# Memoria Grace Yu (Deperle X Wellesleyanum)



## Ernie (Oct 30, 2009)

For those of you with the Paph cross (Deperle X Wellesleyanum), it has now been named Paph. Memoria Grace Yu in honor of a young lady that worked in our lab. 

Grace Yu passed away on September 14 at the age of 21 due to a sudden hemorrhage in her brain. 

Grace was a Bioengineering senior at UIC. Though shy and soft-spoken as a child, Grace matured into a young woman who was always very kind and generous with her heart. Grace was often seen with a big bright smile, the kind that shrinks her eyes to a squint. 

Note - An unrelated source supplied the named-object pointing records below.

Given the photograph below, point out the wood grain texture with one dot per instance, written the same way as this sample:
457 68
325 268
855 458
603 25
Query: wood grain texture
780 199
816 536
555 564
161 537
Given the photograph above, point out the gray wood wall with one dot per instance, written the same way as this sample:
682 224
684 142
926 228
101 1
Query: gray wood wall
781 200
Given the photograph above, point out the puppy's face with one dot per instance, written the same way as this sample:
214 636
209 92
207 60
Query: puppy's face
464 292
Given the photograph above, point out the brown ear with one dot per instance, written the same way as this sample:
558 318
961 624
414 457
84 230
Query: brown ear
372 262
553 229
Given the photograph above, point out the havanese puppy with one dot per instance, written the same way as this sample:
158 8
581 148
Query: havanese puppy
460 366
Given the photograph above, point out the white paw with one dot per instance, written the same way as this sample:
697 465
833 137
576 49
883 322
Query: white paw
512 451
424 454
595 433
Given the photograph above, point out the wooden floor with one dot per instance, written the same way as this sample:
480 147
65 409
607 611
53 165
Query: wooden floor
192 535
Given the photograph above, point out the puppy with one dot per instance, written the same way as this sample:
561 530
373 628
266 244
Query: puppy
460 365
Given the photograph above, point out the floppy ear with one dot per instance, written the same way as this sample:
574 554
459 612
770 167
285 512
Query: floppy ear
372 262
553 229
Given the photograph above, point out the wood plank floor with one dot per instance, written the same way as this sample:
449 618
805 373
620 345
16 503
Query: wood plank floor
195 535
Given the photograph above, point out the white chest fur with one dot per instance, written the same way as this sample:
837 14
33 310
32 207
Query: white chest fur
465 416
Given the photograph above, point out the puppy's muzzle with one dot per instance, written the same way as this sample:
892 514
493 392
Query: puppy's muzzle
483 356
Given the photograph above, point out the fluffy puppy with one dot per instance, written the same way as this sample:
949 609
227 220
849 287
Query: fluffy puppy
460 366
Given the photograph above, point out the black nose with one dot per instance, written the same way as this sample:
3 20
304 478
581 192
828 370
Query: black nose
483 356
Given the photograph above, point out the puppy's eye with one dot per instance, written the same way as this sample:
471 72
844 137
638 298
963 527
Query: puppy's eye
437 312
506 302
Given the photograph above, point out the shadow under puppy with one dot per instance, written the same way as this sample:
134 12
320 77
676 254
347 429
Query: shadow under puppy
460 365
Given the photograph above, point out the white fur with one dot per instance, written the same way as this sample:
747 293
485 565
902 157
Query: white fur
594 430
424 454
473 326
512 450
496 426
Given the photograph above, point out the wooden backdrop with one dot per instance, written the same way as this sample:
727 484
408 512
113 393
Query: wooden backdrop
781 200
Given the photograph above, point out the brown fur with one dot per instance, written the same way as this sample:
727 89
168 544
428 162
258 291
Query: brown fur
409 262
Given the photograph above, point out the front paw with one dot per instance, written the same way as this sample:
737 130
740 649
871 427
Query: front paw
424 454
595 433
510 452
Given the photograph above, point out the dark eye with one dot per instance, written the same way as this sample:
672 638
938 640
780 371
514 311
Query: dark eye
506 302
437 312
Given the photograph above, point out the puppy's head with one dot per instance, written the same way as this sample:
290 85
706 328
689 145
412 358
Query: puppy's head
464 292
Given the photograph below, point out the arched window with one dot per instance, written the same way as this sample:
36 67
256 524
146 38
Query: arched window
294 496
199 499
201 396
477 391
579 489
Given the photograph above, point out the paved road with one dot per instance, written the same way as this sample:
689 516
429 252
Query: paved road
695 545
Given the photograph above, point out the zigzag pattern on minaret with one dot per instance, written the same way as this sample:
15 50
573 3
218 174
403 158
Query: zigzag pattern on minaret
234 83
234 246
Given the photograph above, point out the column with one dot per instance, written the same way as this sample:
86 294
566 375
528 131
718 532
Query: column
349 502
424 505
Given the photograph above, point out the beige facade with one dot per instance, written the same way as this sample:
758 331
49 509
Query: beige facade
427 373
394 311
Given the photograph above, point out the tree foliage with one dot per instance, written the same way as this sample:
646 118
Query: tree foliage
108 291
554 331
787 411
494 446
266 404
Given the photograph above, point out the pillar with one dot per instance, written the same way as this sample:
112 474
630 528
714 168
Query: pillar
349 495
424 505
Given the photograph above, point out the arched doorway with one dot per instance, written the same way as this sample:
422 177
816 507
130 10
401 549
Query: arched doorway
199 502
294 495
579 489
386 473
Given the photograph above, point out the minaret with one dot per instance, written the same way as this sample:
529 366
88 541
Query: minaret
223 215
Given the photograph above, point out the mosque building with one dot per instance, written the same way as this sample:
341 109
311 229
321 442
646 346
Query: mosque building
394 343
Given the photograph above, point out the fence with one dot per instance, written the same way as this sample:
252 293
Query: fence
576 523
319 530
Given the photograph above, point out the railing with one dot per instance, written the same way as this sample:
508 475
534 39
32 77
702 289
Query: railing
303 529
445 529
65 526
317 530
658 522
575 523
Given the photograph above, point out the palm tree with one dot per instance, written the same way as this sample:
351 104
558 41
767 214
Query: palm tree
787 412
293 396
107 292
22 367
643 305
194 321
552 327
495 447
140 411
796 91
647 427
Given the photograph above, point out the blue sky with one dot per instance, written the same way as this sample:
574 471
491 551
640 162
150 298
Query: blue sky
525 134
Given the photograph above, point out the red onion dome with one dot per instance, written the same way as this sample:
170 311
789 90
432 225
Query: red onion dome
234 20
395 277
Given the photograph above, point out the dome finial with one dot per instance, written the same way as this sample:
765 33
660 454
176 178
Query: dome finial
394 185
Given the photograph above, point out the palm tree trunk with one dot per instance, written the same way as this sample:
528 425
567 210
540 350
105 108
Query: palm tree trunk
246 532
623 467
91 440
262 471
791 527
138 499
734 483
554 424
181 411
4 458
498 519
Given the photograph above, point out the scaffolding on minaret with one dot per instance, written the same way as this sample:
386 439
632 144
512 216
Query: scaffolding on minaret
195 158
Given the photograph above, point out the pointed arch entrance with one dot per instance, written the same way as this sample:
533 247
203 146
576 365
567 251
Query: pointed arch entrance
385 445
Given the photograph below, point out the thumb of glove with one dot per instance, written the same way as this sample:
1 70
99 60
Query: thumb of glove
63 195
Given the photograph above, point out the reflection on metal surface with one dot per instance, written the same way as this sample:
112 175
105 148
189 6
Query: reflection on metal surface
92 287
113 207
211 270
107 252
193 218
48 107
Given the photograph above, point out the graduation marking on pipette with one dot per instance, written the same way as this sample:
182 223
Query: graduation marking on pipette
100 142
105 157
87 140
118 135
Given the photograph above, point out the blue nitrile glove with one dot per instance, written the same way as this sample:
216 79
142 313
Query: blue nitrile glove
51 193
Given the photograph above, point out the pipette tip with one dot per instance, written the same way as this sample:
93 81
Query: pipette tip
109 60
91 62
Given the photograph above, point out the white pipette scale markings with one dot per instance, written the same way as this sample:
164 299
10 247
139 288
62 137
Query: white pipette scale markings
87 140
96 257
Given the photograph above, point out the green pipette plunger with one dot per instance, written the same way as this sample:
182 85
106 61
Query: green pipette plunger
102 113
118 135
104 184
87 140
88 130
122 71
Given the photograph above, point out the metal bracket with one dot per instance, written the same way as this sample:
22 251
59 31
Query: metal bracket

On the night she passed away, Grace donated six major organs, saving three lives in one night. Over six hundred people attended her
memorial service. In addition, two hundred others watched a live streaming of her memorial online. Her family, our lab members, along with many others, will miss her dearly. 

-Ernie


----------



## Lanmark (Oct 30, 2009)

What a wonderful way to honor her memory and her gift of life! My sister was an organ donor. Her gift to others helped ease the pain of our tragic loss. I hope Grace's family, friends and colleagues will find peace and comfort too.


----------



## paphioland (Oct 30, 2009)

A tragic loss for her family and society.


----------



## goldenrose (Oct 30, 2009)

What a shame for the loss, a lovely way to honor someone! 
It's nice to know that good can come with the bad, thru organ donation.


----------



## biothanasis (Oct 30, 2009)

My deepest condolences!!! I do not know the cross, but i am sure her simle with never fade away...


----------



## NYEric (Oct 30, 2009)

Our condolences.


----------



## SlipperFan (Oct 30, 2009)

Thanks for the info, Ernie. Knowing the background makes me appreciate the flower even more.


----------